There are three ways to look at a disease, even a plague—the virulence of the agents of infection, the weaknesses of the hosts, and the environment in which both exist. With the common flu, which kills many more people than Ebola, at least in the West, most of the deaths are due to the weaknesses of the hosts—the old, the debilitated, the already damaged. With Ebola, on the other hand, we look to the strength of the virus. However, when we compare the effects of Ebola in America and Africa, we look to the environment, and even more than the natural environment, to the manmade environment of sanitation, health care, physical and social infrastructure, wealth, and even inequality.

So, zombies. Animated by the virus of they-should-be-dead ideas. Are the ideas so virulent? Are the hosts so weakened as to be easily susceptible? Or is it the environment?

Let's go with environment.

Why? Because there's little point in killing the ideas again. They're already dead and it doesn't matter. They're not only animate, they're more virulent than they were when they died the last time. I expect it's a form of evolution. In the manner that this version of the Ebola virus is more dangerous than the one we encountered some years ago. The hosts? The infected? The zombies? Can they be made less vulnerable to ideas that are not good for society as a whole, that are not good, for the most part, for the people who believe in them? Probably not. Especially as there is a very rich and powerful segment of our elites and our establishments that is making a major investment in keeping them vulnerable. I am, of course, speaking of the people like the Kochs, Murdoch, Fox News, the Republican Party. But it's also the fear mongers and hysteria creators in the media that turn every snowstorm into something that will kill you right after bedtime. Or at dawn. Or day after tomorrow. As long as you're afraid, very afraid, and stay tuned. But don't connect your fear to climate change. Or having the city get more snowplows. Or improving the health care system. Or whatever it takes to fix things. Don't even mention that stuff. Just be afraid. And in a state of fear you will believe a bumper sticker! Yes you will! Security! Jobs! Terrorists! Lazy people of color stealing your jobs and using your taxes for undeserved welfare!

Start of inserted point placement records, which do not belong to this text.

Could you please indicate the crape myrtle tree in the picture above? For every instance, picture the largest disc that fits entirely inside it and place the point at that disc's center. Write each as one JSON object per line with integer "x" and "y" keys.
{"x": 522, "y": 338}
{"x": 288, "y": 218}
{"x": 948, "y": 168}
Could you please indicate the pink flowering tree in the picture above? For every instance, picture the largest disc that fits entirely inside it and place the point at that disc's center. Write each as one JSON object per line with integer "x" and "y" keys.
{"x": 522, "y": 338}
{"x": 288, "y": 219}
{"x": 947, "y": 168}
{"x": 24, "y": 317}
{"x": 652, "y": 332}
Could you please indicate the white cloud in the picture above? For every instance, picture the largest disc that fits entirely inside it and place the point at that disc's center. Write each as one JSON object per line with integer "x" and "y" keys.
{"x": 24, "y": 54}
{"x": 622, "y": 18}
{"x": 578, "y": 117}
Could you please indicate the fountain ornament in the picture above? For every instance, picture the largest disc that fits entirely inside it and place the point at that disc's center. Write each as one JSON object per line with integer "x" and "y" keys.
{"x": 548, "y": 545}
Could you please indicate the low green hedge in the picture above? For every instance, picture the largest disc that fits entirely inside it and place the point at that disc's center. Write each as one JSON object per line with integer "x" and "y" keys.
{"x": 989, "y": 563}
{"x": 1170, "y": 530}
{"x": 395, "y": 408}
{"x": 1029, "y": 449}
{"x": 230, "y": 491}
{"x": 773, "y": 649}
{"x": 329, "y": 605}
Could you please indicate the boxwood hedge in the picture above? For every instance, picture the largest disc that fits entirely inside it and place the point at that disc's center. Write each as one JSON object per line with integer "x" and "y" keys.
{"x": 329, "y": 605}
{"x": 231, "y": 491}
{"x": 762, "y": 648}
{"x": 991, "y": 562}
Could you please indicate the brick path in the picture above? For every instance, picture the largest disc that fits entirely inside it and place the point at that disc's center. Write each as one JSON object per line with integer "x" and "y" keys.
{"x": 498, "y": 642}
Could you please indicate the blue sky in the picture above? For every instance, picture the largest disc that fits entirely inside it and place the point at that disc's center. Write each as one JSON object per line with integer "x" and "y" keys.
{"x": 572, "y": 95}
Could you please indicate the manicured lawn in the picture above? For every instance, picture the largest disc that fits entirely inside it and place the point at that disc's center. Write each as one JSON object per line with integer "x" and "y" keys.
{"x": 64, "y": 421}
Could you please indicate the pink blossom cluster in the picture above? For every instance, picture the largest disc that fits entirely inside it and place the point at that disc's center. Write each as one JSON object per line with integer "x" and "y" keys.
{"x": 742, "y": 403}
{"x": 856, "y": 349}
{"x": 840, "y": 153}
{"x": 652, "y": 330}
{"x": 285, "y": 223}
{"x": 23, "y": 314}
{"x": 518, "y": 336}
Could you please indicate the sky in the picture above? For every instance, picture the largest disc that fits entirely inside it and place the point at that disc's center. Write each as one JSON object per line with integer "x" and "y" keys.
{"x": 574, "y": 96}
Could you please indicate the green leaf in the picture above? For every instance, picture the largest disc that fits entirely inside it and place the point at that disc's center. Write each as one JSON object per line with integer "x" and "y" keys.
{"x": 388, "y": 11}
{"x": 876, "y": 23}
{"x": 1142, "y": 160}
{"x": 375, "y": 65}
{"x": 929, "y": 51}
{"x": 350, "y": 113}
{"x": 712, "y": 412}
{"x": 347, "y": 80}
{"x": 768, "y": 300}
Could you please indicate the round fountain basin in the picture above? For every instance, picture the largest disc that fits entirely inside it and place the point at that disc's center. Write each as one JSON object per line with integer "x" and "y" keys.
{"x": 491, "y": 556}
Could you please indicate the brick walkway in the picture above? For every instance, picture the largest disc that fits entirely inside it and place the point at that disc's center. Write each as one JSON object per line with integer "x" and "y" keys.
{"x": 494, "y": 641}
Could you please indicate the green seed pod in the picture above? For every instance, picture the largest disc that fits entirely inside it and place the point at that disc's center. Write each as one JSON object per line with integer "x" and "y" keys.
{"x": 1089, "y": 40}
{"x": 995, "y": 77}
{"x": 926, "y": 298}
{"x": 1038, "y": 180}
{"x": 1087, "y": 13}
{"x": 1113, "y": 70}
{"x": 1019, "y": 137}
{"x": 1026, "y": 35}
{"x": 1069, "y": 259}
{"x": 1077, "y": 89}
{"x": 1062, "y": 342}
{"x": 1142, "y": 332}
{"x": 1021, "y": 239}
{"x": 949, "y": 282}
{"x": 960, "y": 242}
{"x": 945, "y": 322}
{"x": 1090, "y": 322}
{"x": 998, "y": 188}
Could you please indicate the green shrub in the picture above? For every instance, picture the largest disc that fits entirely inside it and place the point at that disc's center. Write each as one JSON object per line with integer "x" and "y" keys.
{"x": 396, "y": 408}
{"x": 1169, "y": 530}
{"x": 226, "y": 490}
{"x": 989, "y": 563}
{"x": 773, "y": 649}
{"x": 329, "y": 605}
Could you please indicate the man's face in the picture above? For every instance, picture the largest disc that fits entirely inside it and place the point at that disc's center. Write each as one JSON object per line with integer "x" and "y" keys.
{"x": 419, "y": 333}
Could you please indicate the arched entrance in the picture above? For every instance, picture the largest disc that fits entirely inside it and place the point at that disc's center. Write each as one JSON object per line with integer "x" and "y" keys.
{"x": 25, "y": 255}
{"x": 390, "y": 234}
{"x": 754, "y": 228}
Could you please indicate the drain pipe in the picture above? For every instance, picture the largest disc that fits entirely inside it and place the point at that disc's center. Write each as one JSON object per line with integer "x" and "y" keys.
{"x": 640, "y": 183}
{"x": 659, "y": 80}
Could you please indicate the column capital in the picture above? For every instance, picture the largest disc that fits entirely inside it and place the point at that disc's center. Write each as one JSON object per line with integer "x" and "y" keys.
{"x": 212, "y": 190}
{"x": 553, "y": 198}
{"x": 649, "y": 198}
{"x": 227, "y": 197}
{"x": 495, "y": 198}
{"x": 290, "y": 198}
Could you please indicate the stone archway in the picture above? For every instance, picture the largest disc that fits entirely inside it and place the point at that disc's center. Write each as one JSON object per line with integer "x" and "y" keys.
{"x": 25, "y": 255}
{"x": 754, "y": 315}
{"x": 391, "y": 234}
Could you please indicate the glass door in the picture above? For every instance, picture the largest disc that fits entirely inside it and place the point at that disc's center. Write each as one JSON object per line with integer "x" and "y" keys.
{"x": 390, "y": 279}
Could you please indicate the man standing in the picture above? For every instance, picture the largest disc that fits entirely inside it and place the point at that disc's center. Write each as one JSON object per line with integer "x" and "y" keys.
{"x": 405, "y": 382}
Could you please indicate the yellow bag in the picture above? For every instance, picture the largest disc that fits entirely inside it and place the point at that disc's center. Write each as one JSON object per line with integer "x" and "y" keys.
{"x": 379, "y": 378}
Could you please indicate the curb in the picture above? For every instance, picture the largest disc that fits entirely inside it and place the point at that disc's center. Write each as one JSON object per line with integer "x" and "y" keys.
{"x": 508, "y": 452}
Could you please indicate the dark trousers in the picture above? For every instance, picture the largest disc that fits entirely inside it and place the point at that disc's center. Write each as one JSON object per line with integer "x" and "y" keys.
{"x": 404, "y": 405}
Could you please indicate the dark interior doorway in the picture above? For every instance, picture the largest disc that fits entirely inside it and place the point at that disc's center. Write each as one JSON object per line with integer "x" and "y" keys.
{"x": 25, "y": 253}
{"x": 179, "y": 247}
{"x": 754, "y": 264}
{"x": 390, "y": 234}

What can be changed, is the environment. In this case, it consists of ideas. Democrats, the Liberals, the Left, seem devoid of ideas. The last Democrat who had a visible idea was Bill Clinton. It was to be more like a Republican. It worked. It got him elected. He even had enough Democrat (Left, Liberal) remaining in him that he presided over eight years of peace and prosperity. But it was destructive in that it set a tempting precedent. It established that the easiest, and likely most successful, move for any Democratic aspirant was to take a few more steps in that same direction. As they all moved further and further to the right, and into the arms of big money, ideas about how to make society work, that did not include embracing the rich, the richer, and the super-rich, ceased to exist.

To switch metaphors yet again, it is as if there is no landscape left back there. To the Left. The land of sanity and the gardens of service have been abandoned. What's not dust and weeds has been overgrown by invasive species. Until it's cleared and replanted with new and sustaining growths, even dead ideas, from the right, will have more power than no ideas, on the Left.